Earlier this month Alicia Wilson, executive director of La Clínica del Pueblo, wrote a 1776 Insights article “Health Innovation for the 99 Percent” urging health innovators and entrepreneurs to create interventions that work for low-income people, immigrants, and other vulnerable and underserved patients—in other words the patients most negatively impacted by social determinants of health—as well as the budget-strapped providers that treat them. “Often, the latest, greatest idea, with lots of bells and whistles, will not be remotely practical for us to implement,” she wrote. “We’re too busy hustling for grant funding, serving low-income patients and trying to stretch $1.25 of value out of every dollar we receive.”

At the Center for Care Innovations, this is a point we’ve echoed a number of times over the last year. With payment reform set to change the game, we need health innovation that works for the people with the biggest needs. And we need partners willing to try new ideas and think beyond the walls of the clinic if we are going to transform the health of our communities.

At CCI we also believe that the organizations that serve vulnerable people have a vital role to play in imagining and developing these innovations that will transform care. We call it the safety net—those providers that will treat patients regardless of their ability to pay. Many safety net clinics were founded as community organizations that provided an array of social services— however due to the current payment models, many of these organizations have had to prioritize a focus on purely medical needs. Tackling SDOH means renewing focus on those services that go beyond the four walls of the clinic. That history of serving the community, along with the expertise these organizations have working with vulnerable patients every day, means safety net providers are in a prime position to create and test innovations that can make our healthcare system work for the 99%.

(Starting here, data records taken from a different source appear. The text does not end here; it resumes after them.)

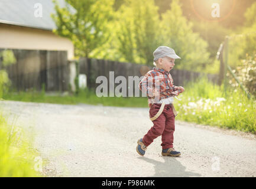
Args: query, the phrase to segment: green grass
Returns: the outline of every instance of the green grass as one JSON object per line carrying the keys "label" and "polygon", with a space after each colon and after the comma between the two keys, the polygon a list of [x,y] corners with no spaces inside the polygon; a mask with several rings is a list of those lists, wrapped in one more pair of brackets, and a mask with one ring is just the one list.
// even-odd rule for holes
{"label": "green grass", "polygon": [[38,153],[24,131],[9,125],[0,113],[0,177],[41,177],[35,170]]}
{"label": "green grass", "polygon": [[186,92],[175,99],[177,118],[256,134],[256,101],[249,100],[239,89],[229,88],[226,96],[223,86],[206,79],[187,84]]}
{"label": "green grass", "polygon": [[10,92],[5,93],[3,99],[9,100],[66,105],[86,103],[109,106],[148,107],[146,97],[99,97],[94,92],[87,89],[81,90],[78,94],[70,94],[67,96],[61,96],[60,92],[57,93],[57,95],[54,96],[47,95],[44,92],[35,91]]}
{"label": "green grass", "polygon": [[[239,89],[228,89],[223,94],[223,86],[202,78],[185,86],[185,92],[174,99],[179,115],[177,119],[230,128],[256,133],[256,101],[249,100]],[[88,89],[77,95],[48,96],[44,92],[20,92],[5,94],[4,99],[24,102],[60,104],[86,103],[122,107],[148,107],[145,97],[98,97]]]}

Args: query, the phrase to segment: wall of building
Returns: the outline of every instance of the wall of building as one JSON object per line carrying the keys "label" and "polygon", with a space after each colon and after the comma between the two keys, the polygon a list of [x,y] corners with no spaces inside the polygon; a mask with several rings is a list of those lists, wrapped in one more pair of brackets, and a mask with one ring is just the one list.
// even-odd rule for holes
{"label": "wall of building", "polygon": [[0,48],[67,51],[68,60],[74,57],[74,46],[71,41],[51,31],[1,23]]}

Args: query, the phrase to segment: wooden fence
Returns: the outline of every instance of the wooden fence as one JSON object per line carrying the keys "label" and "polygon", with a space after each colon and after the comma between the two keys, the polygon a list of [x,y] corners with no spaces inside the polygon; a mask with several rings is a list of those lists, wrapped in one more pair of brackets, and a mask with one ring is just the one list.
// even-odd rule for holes
{"label": "wooden fence", "polygon": [[[86,75],[88,87],[94,89],[100,84],[95,82],[97,77],[105,76],[108,79],[108,89],[109,89],[109,71],[114,71],[115,78],[119,76],[122,76],[128,81],[128,76],[138,76],[140,77],[151,69],[152,67],[148,67],[142,64],[82,58],[79,60],[79,73]],[[176,69],[171,70],[170,73],[176,86],[183,86],[186,82],[195,81],[203,74],[200,73]],[[209,80],[214,83],[218,83],[218,75],[207,74],[207,77]],[[115,87],[119,83],[114,84]],[[127,86],[128,87],[128,83]],[[135,86],[134,87],[137,87],[138,86]]]}
{"label": "wooden fence", "polygon": [[[4,49],[0,49],[0,53]],[[65,91],[69,89],[67,52],[61,51],[12,50],[17,60],[5,68],[12,88],[25,90],[34,88],[46,91]],[[0,65],[1,65],[0,60]]]}

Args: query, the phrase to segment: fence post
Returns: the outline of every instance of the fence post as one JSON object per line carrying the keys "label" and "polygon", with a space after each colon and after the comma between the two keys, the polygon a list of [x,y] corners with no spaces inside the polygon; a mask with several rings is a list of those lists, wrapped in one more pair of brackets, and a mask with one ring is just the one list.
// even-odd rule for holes
{"label": "fence post", "polygon": [[224,87],[223,93],[225,97],[226,96],[226,87],[227,87],[227,78],[226,78],[226,72],[228,70],[228,43],[229,43],[229,37],[226,36],[224,44],[224,52],[225,52],[225,60],[224,60]]}

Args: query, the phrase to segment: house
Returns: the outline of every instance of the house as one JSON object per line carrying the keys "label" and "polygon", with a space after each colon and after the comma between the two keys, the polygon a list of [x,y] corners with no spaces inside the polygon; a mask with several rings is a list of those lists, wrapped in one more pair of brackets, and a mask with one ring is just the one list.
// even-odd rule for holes
{"label": "house", "polygon": [[[58,1],[60,5],[64,0]],[[74,57],[74,45],[53,33],[52,0],[0,1],[0,48],[64,50]]]}
{"label": "house", "polygon": [[[64,0],[57,1],[60,6],[65,5]],[[72,6],[70,8],[72,11],[75,11]],[[74,58],[74,45],[72,41],[68,38],[57,35],[52,31],[56,28],[51,17],[51,14],[54,12],[54,4],[52,0],[1,0],[0,50],[64,51],[67,52],[66,58],[67,58],[68,60],[72,60]],[[21,64],[20,64],[17,69],[21,70],[20,73],[25,71],[25,69],[23,70],[20,69],[25,65],[26,70],[37,73],[41,71],[41,76],[39,74],[37,74],[38,76],[36,75],[35,77],[24,76],[21,80],[25,81],[24,82],[26,83],[30,82],[30,80],[34,80],[34,83],[28,84],[19,84],[21,79],[17,77],[14,79],[13,83],[16,83],[17,86],[25,86],[25,88],[27,88],[38,86],[39,84],[37,83],[41,84],[42,82],[45,83],[47,80],[47,82],[49,83],[48,89],[54,89],[54,86],[51,87],[50,84],[57,82],[54,83],[50,81],[51,77],[49,77],[48,74],[46,74],[46,73],[42,77],[41,70],[40,70],[40,69],[41,70],[42,66],[38,65],[38,60],[40,60],[40,57],[37,56],[37,57],[35,58],[34,54],[30,56],[31,57],[28,57],[25,63],[20,63]],[[34,68],[32,68],[33,66]],[[53,73],[52,74],[54,74]],[[18,75],[17,73],[16,74]],[[46,74],[48,76],[48,78],[46,79]],[[74,79],[76,76],[74,63],[69,64],[68,74],[69,83],[71,84],[72,90],[74,91]],[[56,77],[57,76],[56,75]]]}

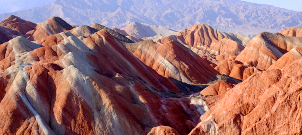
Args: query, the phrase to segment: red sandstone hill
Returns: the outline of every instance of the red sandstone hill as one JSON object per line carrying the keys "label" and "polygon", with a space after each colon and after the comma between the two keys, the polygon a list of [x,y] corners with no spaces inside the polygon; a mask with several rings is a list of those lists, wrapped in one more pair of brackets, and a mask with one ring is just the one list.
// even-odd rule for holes
{"label": "red sandstone hill", "polygon": [[[58,19],[0,45],[1,134],[186,134],[208,109],[202,98],[182,94],[202,89],[179,87],[106,30],[66,30]],[[199,68],[216,72],[207,66]],[[208,72],[203,81],[214,77]]]}
{"label": "red sandstone hill", "polygon": [[177,41],[162,44],[151,40],[127,44],[137,58],[160,75],[187,83],[207,83],[219,73],[204,59]]}
{"label": "red sandstone hill", "polygon": [[302,59],[259,72],[227,92],[189,134],[300,134]]}
{"label": "red sandstone hill", "polygon": [[212,60],[220,61],[238,55],[244,48],[243,44],[246,44],[248,39],[244,37],[238,38],[235,35],[202,24],[195,25],[175,35],[165,37],[158,42],[163,44],[176,40],[199,55],[205,55],[212,58],[210,59]]}
{"label": "red sandstone hill", "polygon": [[281,30],[279,33],[286,37],[302,37],[302,28],[291,27]]}
{"label": "red sandstone hill", "polygon": [[293,34],[263,32],[246,45],[204,25],[133,43],[57,17],[0,25],[1,134],[302,134],[302,38]]}
{"label": "red sandstone hill", "polygon": [[283,54],[301,46],[301,37],[262,33],[253,38],[238,56],[220,62],[215,69],[222,74],[244,80],[254,73],[267,70]]}

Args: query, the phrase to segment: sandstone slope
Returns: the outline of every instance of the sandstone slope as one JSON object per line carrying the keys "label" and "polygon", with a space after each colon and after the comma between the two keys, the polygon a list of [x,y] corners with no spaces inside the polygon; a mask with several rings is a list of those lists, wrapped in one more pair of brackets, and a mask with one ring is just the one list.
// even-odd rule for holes
{"label": "sandstone slope", "polygon": [[189,134],[300,134],[302,59],[229,90]]}
{"label": "sandstone slope", "polygon": [[147,40],[125,46],[137,58],[160,75],[187,83],[207,83],[219,73],[210,62],[176,41],[162,44]]}
{"label": "sandstone slope", "polygon": [[[64,30],[48,24],[58,26],[47,31]],[[88,31],[77,31],[82,27]],[[158,74],[104,30],[86,35],[93,29],[75,28],[79,38],[65,32],[37,44],[19,36],[0,45],[1,134],[146,134],[165,125],[186,134],[208,109],[200,97],[169,98],[190,90]],[[50,34],[42,33],[39,38]]]}

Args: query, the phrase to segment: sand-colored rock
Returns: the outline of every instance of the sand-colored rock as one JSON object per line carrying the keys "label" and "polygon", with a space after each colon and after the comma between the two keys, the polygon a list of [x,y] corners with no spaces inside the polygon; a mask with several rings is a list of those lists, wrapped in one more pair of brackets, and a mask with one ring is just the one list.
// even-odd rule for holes
{"label": "sand-colored rock", "polygon": [[[301,37],[286,37],[278,33],[263,32],[250,41],[238,56],[236,54],[239,52],[235,52],[217,56],[216,58],[220,62],[215,69],[221,74],[245,80],[259,71],[280,69],[287,63],[300,58],[300,54],[294,48],[301,46]],[[289,53],[281,58],[289,51]],[[270,68],[279,58],[273,67]],[[287,61],[290,61],[288,62]]]}
{"label": "sand-colored rock", "polygon": [[30,35],[28,38],[30,40],[37,40],[73,28],[73,27],[61,18],[52,16],[37,25],[35,30],[28,32],[27,34]]}
{"label": "sand-colored rock", "polygon": [[[243,42],[246,44],[248,39],[239,34],[236,35],[240,39],[234,34],[231,35],[209,25],[202,24],[195,25],[175,35],[164,37],[158,42],[163,44],[176,40],[185,46],[188,46],[187,47],[192,47],[191,50],[198,55],[203,54],[207,57],[214,57],[214,59],[217,56],[224,55],[224,57],[219,57],[219,59],[221,61],[228,58],[225,57],[238,54],[239,53],[237,52],[240,52],[244,48],[242,45],[243,40],[244,40]],[[193,49],[198,51],[194,51],[193,50]],[[231,54],[226,54],[229,52]]]}
{"label": "sand-colored rock", "polygon": [[189,90],[106,31],[81,37],[63,32],[36,44],[18,36],[0,45],[0,134],[146,134],[164,125],[186,134],[208,109],[201,97],[167,98]]}
{"label": "sand-colored rock", "polygon": [[151,40],[127,44],[137,58],[160,75],[187,83],[207,83],[219,73],[207,62],[177,41]]}
{"label": "sand-colored rock", "polygon": [[259,72],[225,94],[189,134],[300,134],[302,59]]}
{"label": "sand-colored rock", "polygon": [[204,96],[222,95],[234,87],[233,85],[223,81],[220,81],[210,85],[199,92]]}
{"label": "sand-colored rock", "polygon": [[291,27],[281,31],[279,33],[286,37],[302,37],[302,28]]}
{"label": "sand-colored rock", "polygon": [[161,126],[153,128],[147,135],[179,135],[179,134],[170,127]]}
{"label": "sand-colored rock", "polygon": [[268,70],[281,69],[294,61],[302,58],[301,49],[301,47],[296,47],[292,49],[272,64]]}
{"label": "sand-colored rock", "polygon": [[125,36],[130,36],[137,39],[153,37],[158,35],[164,37],[175,35],[178,32],[160,26],[149,26],[134,22],[120,29],[114,28],[116,32]]}
{"label": "sand-colored rock", "polygon": [[34,29],[37,25],[15,16],[10,15],[0,22],[0,26],[13,31],[12,33],[19,36],[21,34],[25,34],[27,32]]}
{"label": "sand-colored rock", "polygon": [[114,30],[111,29],[107,27],[103,26],[100,24],[97,23],[94,23],[91,26],[91,28],[95,28],[98,30],[100,30],[101,29],[104,29],[107,32],[110,33],[111,35],[113,36],[114,38],[116,38],[117,40],[121,42],[124,42],[126,43],[133,43],[131,40],[129,39],[127,37],[125,36],[127,35],[123,35],[121,34],[118,32],[117,32]]}
{"label": "sand-colored rock", "polygon": [[236,60],[263,70],[268,69],[283,54],[301,46],[301,38],[263,32],[253,38]]}

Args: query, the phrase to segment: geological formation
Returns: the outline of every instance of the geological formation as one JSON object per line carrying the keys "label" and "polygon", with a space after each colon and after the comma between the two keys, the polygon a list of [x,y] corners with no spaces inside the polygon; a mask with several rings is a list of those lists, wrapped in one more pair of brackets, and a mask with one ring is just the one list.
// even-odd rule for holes
{"label": "geological formation", "polygon": [[175,35],[178,32],[166,28],[162,26],[149,26],[137,22],[133,22],[120,29],[113,30],[136,41],[146,39],[157,40],[169,35]]}
{"label": "geological formation", "polygon": [[1,134],[186,134],[208,109],[104,29],[59,19],[0,45]]}
{"label": "geological formation", "polygon": [[0,134],[302,134],[299,28],[133,43],[58,17],[0,26]]}
{"label": "geological formation", "polygon": [[189,134],[301,134],[302,58],[229,90]]}
{"label": "geological formation", "polygon": [[202,24],[195,25],[158,42],[164,44],[177,40],[197,54],[217,62],[239,54],[250,40],[250,38],[239,33],[229,34]]}
{"label": "geological formation", "polygon": [[151,40],[126,44],[131,52],[160,75],[187,83],[207,83],[219,73],[210,62],[177,41],[160,45]]}

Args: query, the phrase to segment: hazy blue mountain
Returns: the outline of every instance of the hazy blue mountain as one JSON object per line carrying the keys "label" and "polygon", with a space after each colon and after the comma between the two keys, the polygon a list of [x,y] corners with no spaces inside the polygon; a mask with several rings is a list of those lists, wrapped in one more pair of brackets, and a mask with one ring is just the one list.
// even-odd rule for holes
{"label": "hazy blue mountain", "polygon": [[0,14],[31,9],[55,0],[0,0]]}
{"label": "hazy blue mountain", "polygon": [[254,35],[302,27],[302,12],[237,0],[57,0],[10,14],[34,22],[51,16],[72,24],[121,28],[136,22],[177,31],[206,23],[226,32]]}

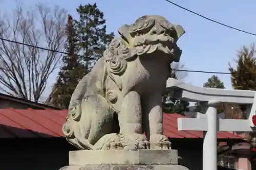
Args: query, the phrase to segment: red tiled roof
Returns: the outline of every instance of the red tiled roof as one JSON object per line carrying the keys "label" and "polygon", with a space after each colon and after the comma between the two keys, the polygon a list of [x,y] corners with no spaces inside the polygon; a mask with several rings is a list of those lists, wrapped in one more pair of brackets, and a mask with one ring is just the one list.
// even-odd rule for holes
{"label": "red tiled roof", "polygon": [[[61,127],[67,114],[67,110],[0,109],[0,138],[63,137]],[[178,131],[177,118],[184,117],[164,113],[164,134],[173,138],[202,138],[202,132]],[[243,139],[227,132],[219,132],[218,137]]]}

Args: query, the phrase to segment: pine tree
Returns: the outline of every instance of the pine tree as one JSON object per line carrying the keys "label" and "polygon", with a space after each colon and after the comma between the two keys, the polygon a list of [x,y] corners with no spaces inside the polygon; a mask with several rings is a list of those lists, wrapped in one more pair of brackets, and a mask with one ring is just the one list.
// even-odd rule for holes
{"label": "pine tree", "polygon": [[[229,70],[231,74],[231,82],[235,89],[255,90],[256,90],[256,53],[255,44],[249,47],[243,46],[238,52],[237,63],[235,68],[229,64]],[[229,117],[232,118],[246,118],[244,107],[242,105],[232,106],[232,114]],[[234,109],[237,110],[234,112]]]}
{"label": "pine tree", "polygon": [[77,45],[79,39],[74,23],[72,17],[69,15],[66,48],[69,55],[62,58],[64,65],[59,71],[57,82],[48,100],[49,104],[66,109],[69,107],[71,95],[78,82],[88,72],[85,66],[79,62],[77,55],[80,47]]}
{"label": "pine tree", "polygon": [[255,44],[243,46],[238,52],[236,68],[229,64],[232,86],[235,89],[256,90],[256,53]]}
{"label": "pine tree", "polygon": [[[81,5],[76,9],[79,20],[76,21],[80,39],[79,46],[84,57],[81,59],[90,68],[102,56],[106,46],[114,38],[114,33],[106,34],[106,20],[96,3]],[[88,59],[88,58],[89,59]]]}
{"label": "pine tree", "polygon": [[[181,68],[184,67],[184,65],[180,65],[179,63],[177,63],[174,67],[176,69]],[[182,79],[184,78],[186,75],[182,75],[180,74],[178,76],[178,74],[176,71],[172,71],[170,77],[175,79]],[[175,91],[167,90],[163,95],[162,105],[163,112],[168,113],[179,113],[184,115],[185,111],[188,111],[187,107],[189,103],[188,102],[177,100],[175,96]]]}
{"label": "pine tree", "polygon": [[[208,79],[207,81],[204,83],[203,87],[207,88],[225,89],[225,86],[223,82],[219,79],[218,76],[215,75],[213,75],[210,78]],[[207,108],[202,107],[200,103],[196,103],[195,106],[196,106],[196,110],[197,111],[204,113],[206,113]],[[217,108],[218,112],[222,113],[225,112],[225,105],[221,105]]]}
{"label": "pine tree", "polygon": [[218,76],[214,75],[208,79],[207,82],[204,83],[204,87],[224,89],[224,83],[220,80]]}

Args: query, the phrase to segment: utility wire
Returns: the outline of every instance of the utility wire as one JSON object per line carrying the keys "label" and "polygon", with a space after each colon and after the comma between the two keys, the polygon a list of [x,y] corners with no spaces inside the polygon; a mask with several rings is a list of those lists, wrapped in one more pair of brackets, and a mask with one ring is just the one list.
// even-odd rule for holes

That’s why our strategy focuses on driving innovation within the safety net. We take a three-pronged approach: Spark, Seed, Spread. Spark trains safety net leaders and providers in skills like human-centered design thinking that help them see problems in new ways and invent new approaches. Seed is about nurturing promising ideas by providing support for clinics to take risks piloting innovative projects. Once we’ve found interventions that work, Spread is a strategy to get the word out, so other organizations can more easily put the best ideas into practice without reinventing the wheel.

In social determinants work, the best ideas often come down to forming partnerships outside of traditional healthcare systems. Not every community clinic can have a housing advocate on staff, or can set up their own food bank. But every clinic can connect their patients with those organizations that already exist in their communities. In our networked world, startups lead the way in connecting people with local resources. Healthcare could use that expertise to build innovations that help patients get access to the services they need beyond tests and prescriptions.

CCI has been bringing entrepreneurs together with health centers through our Innovations Centers for the Safety Net program, which we affectionately refer to as “the Hubs.” Each of our innovation hubs has built a team passionate about piloting technology solutions that work for vulnerable populations. We believe this model can also be used to help startups test ideas that address social determinants of health. If you have such an idea, we’d love to hear about it. Together we can take down the constricting walls of the exam room, expand the scope of what providers can accomplish, and transform care to keep all patients healthy.